NOESIS
Mythisches Bewusstsein: die gefühlte Einheit von Zeichen und Sache

27.06.2025

NOESIS
Mythisches Bewusstsein: die gefühlte Einheit von Zeichen und Sache

Vor 100 Jahren erschien der zweite Band von Ernst Cassirers „Philosophie der symbolischen Formen“ – eine der einflussreichsten kulturphilosophischen Schriften des 20. Jahrhunderts. In „Das mythische Denken“ untersucht Cassirer das Verhältnis des Menschen zur Welt auf einer fundamentalen Ebene: dem Mythos als Ursprung und dauerhafte Grundlage aller Kultur. Warum dieses Denken für Cassirer zentral ist und welche Relevanz es heute noch besitzt, erläutert die Philosophieprofessorin und Cassirer-Expertin Prof. Dr. Birgit Recki im Gespräch mit uns.

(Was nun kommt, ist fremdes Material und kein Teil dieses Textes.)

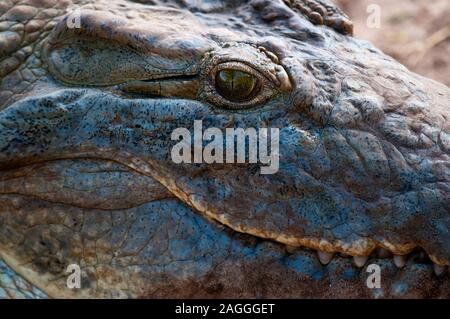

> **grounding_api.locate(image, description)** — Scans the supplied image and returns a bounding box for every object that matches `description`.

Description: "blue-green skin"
[0,0,450,298]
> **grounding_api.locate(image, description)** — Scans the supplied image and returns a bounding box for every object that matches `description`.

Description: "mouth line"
[0,150,448,275]
[113,74,201,99]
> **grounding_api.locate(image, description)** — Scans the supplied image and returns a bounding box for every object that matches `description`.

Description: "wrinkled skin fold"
[0,0,450,298]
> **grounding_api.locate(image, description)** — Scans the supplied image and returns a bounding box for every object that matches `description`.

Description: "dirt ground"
[335,0,450,86]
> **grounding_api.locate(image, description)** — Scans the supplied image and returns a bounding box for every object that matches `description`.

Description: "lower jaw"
[0,195,450,298]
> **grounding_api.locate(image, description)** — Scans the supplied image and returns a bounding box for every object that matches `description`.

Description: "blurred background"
[334,0,450,86]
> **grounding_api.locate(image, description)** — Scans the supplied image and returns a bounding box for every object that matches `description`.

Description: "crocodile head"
[0,0,450,297]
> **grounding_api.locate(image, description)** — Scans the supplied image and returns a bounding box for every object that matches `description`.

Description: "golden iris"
[216,69,257,102]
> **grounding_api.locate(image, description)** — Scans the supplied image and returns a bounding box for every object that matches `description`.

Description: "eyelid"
[199,60,279,110]
[211,61,276,85]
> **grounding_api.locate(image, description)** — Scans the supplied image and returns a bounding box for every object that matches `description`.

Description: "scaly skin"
[0,0,450,298]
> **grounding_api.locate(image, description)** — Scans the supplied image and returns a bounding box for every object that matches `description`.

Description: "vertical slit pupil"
[216,69,257,102]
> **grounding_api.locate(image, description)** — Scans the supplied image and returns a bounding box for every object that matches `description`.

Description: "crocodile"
[0,0,450,298]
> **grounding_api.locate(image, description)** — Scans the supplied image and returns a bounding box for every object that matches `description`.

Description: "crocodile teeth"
[434,264,447,276]
[353,256,369,268]
[394,255,406,268]
[317,250,334,265]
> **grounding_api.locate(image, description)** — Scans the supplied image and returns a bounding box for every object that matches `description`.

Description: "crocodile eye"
[199,61,281,111]
[216,69,258,102]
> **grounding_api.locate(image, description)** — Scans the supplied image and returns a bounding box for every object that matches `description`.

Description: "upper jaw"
[0,90,450,265]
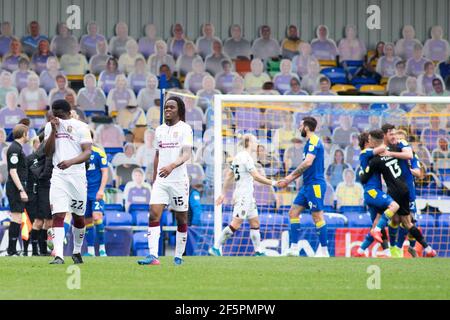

Im Gespräch mit Prof. Dr. Birgit Recki über Ernst Cassirer

Vor 100 Jahren erschien der zweite Teil von Ernst Cassirers Hauptwerk „Philosophie der symbolischen Formen“. Band 2 trägt den Titel „Das mythische Denken“. Wieso misst Cassirer diesem Denken eine so große Bedeutung bei, dass er ihm im Jahr 1925 ein ganzes Buch widmet?

Für Cassirer ist das „mythische Denken“ – er spricht auch vom „mythischen Bewusstsein“ und von der „mythischen Lebensform“, und gleichbedeutend vom „Mythos“ – die elementare Schicht aller Kultur.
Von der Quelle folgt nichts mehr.